Silence fell over the small, frigid room.
“What if we moved him someplace warmer? And got him some antibiotics?” Kerry asked, desperate to find a solution. “I could stay and see that he’s taking care of himself. See that he’s eating and drinking and taking his meds.”
“You’re going to keep him in that camper in the park?” the doctor asked, not unkindly.
“Of course not.” Kerry locked eyes with the old man. “Heinz, the superintendent tells us he thinks you have an apartment on the top floor of this building. Is that true?”
Heinz looked away. “I don’t … I don’t stay there.” He abruptly rolled over and turned his back to these unwanted visitors who’d invaded his space.
“Heinz?” Kerry said.
His voice was muffled. “I live here now.”

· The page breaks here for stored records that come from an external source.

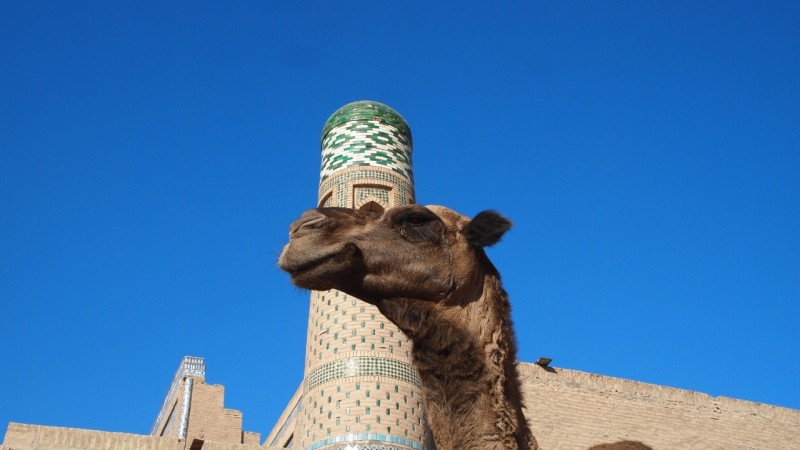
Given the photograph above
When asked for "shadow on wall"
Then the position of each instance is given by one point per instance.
(622, 445)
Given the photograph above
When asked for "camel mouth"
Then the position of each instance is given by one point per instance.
(300, 266)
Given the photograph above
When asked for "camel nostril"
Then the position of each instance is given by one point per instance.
(309, 220)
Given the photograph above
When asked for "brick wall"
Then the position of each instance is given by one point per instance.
(568, 409)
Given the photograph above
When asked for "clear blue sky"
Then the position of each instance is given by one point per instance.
(153, 154)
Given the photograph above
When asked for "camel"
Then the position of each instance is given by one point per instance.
(426, 271)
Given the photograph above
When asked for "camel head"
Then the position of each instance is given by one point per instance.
(409, 252)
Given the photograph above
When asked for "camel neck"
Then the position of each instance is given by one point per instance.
(461, 351)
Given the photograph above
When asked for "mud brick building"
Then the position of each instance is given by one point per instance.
(360, 390)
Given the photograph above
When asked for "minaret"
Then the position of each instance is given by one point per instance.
(360, 389)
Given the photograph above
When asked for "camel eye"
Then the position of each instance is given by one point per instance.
(417, 220)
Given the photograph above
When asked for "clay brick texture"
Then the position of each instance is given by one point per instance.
(568, 409)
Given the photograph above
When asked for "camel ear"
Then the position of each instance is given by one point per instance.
(486, 228)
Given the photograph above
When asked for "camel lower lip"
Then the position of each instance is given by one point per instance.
(310, 265)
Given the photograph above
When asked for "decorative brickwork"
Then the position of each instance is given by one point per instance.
(360, 390)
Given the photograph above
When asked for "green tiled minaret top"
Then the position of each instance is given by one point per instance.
(366, 133)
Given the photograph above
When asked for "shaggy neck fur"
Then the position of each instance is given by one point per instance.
(466, 356)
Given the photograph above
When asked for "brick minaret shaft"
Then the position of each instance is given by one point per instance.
(360, 389)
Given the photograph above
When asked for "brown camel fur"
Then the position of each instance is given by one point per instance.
(426, 271)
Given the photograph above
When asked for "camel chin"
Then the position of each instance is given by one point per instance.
(320, 270)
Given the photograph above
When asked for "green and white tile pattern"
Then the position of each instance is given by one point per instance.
(366, 134)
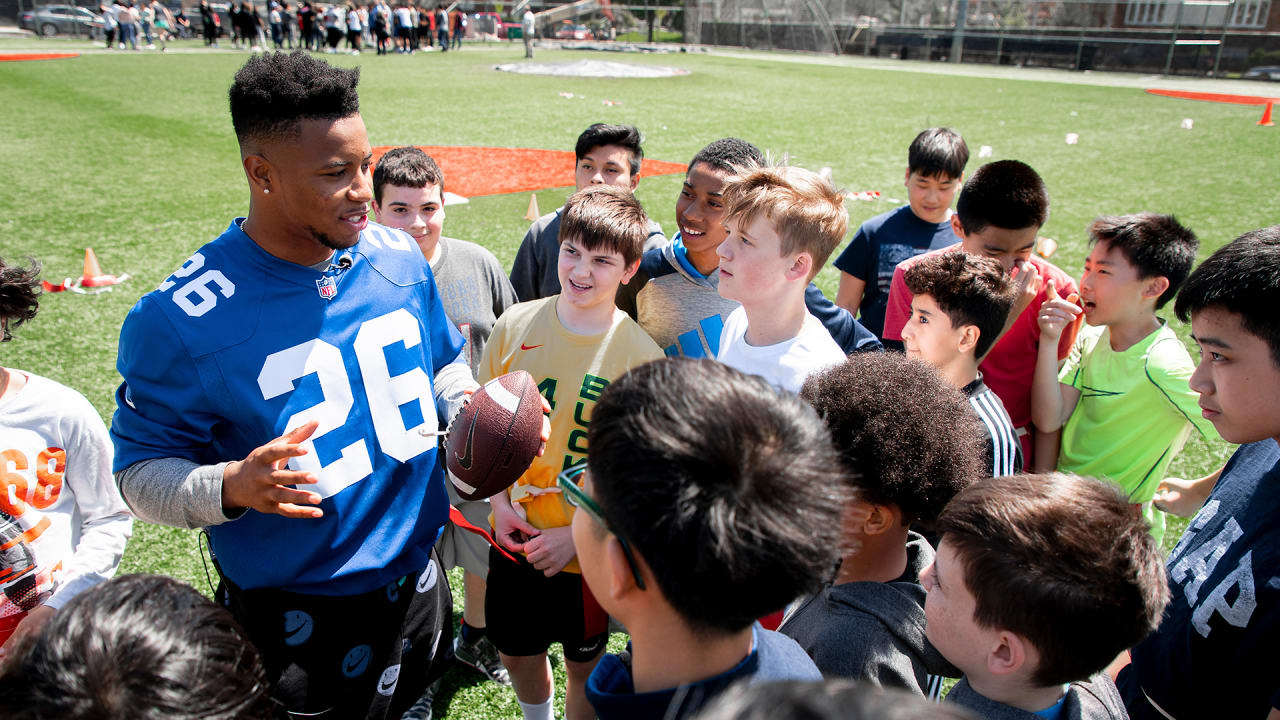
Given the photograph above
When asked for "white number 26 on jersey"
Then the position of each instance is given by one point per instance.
(385, 396)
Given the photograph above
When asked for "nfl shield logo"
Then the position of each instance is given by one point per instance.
(328, 287)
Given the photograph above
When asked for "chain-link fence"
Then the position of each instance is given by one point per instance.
(1164, 36)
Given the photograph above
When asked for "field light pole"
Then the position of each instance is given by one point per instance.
(958, 39)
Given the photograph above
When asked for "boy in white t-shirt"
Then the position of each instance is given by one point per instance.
(782, 226)
(63, 524)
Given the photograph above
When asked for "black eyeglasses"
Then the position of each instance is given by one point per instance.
(567, 482)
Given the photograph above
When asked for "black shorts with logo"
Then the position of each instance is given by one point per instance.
(356, 656)
(526, 611)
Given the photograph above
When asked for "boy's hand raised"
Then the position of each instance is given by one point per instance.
(260, 481)
(1056, 314)
(1027, 282)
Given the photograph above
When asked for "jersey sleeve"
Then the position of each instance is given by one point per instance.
(856, 259)
(899, 308)
(1171, 376)
(845, 329)
(161, 406)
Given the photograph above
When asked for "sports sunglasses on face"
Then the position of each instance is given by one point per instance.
(567, 481)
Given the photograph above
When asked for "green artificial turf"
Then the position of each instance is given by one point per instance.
(132, 154)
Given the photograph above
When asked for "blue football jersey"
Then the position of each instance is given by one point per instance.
(238, 347)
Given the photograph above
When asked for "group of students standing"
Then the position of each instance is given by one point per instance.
(735, 469)
(324, 27)
(126, 22)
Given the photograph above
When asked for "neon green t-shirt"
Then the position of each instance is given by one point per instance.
(1134, 415)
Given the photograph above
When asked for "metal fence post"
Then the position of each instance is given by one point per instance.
(1173, 37)
(1221, 41)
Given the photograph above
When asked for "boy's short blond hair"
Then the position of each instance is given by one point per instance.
(807, 210)
(608, 218)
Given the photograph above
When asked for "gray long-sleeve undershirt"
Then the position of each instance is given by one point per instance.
(174, 491)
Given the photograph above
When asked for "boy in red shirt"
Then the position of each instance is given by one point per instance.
(999, 215)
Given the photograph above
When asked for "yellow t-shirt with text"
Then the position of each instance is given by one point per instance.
(571, 372)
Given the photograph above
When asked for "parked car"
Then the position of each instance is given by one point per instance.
(572, 32)
(1264, 72)
(65, 19)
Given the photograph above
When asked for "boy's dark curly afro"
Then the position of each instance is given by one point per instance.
(906, 437)
(274, 91)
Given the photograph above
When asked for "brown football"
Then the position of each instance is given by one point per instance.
(496, 436)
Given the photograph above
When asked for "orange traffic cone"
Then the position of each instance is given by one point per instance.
(91, 268)
(94, 276)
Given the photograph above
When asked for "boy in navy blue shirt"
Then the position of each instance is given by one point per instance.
(708, 500)
(1214, 655)
(935, 171)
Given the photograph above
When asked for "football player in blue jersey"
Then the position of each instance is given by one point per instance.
(283, 390)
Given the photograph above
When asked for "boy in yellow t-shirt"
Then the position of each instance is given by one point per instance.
(574, 345)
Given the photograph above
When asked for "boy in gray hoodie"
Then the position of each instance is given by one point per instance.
(908, 443)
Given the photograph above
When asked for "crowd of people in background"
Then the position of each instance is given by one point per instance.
(343, 27)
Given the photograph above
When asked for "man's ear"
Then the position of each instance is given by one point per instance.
(969, 336)
(621, 580)
(801, 267)
(881, 519)
(1155, 287)
(259, 172)
(1009, 655)
(630, 272)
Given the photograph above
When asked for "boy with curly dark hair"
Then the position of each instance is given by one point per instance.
(63, 524)
(908, 442)
(959, 305)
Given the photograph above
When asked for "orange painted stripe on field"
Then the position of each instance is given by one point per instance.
(1215, 96)
(472, 171)
(21, 57)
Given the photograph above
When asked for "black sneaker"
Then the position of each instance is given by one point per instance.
(481, 656)
(421, 710)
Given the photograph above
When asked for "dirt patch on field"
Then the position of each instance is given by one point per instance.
(1216, 96)
(471, 171)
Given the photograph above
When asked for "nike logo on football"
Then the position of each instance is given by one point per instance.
(465, 459)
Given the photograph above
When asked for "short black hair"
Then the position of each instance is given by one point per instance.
(937, 153)
(837, 698)
(972, 290)
(19, 294)
(1061, 547)
(137, 647)
(730, 154)
(1242, 277)
(905, 437)
(604, 133)
(1157, 246)
(406, 167)
(728, 488)
(1006, 194)
(275, 91)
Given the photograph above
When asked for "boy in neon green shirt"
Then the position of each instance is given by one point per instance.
(1123, 392)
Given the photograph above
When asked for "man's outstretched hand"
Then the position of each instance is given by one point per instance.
(260, 482)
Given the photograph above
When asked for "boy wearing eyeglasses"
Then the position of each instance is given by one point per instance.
(709, 500)
(574, 345)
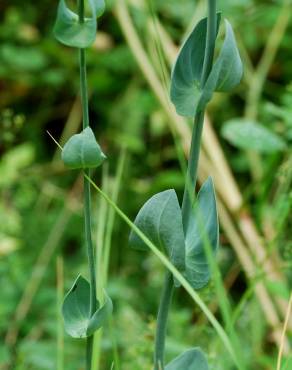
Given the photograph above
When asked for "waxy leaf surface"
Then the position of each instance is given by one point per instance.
(249, 135)
(193, 359)
(69, 31)
(76, 311)
(202, 232)
(160, 220)
(82, 151)
(227, 71)
(186, 92)
(185, 89)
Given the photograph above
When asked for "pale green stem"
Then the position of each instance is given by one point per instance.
(190, 184)
(87, 196)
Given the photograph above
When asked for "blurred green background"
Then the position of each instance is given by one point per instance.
(41, 230)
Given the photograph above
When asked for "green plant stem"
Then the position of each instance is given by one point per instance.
(165, 302)
(87, 195)
(189, 190)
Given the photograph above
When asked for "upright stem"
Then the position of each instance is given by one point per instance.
(87, 195)
(189, 190)
(165, 302)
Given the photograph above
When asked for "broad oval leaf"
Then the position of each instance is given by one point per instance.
(202, 228)
(160, 220)
(69, 31)
(82, 151)
(193, 359)
(249, 135)
(227, 71)
(76, 310)
(185, 89)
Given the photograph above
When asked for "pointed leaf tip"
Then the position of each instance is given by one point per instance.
(160, 220)
(76, 310)
(69, 31)
(186, 92)
(202, 228)
(82, 151)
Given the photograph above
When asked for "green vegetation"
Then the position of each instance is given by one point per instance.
(235, 306)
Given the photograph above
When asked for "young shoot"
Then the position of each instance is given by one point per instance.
(182, 231)
(83, 314)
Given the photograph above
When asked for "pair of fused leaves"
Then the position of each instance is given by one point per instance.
(82, 151)
(160, 219)
(193, 359)
(186, 92)
(70, 31)
(76, 311)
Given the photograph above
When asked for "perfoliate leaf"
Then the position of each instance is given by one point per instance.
(227, 71)
(69, 31)
(76, 310)
(186, 92)
(82, 151)
(248, 135)
(202, 232)
(185, 89)
(160, 220)
(193, 359)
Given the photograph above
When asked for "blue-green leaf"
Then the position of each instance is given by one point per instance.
(202, 228)
(82, 151)
(227, 71)
(185, 90)
(76, 310)
(249, 135)
(69, 31)
(193, 359)
(160, 220)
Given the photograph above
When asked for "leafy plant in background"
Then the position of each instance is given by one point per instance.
(83, 313)
(188, 233)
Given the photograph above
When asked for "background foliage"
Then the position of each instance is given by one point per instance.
(41, 221)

“Please don’t do this. If something should happen to you, Austin would be heartbroken. And so would I.”
“He wants to finish your story,” Patrick put in. “And he says you’re the only one who can do that.”
Slowly, the old man turned to face them. “Go away and leave me in peace.”
“I’m not leaving you,” Kerry declared. “You can ignore me, or dog cuss me or whatever, but I’m staying right here.”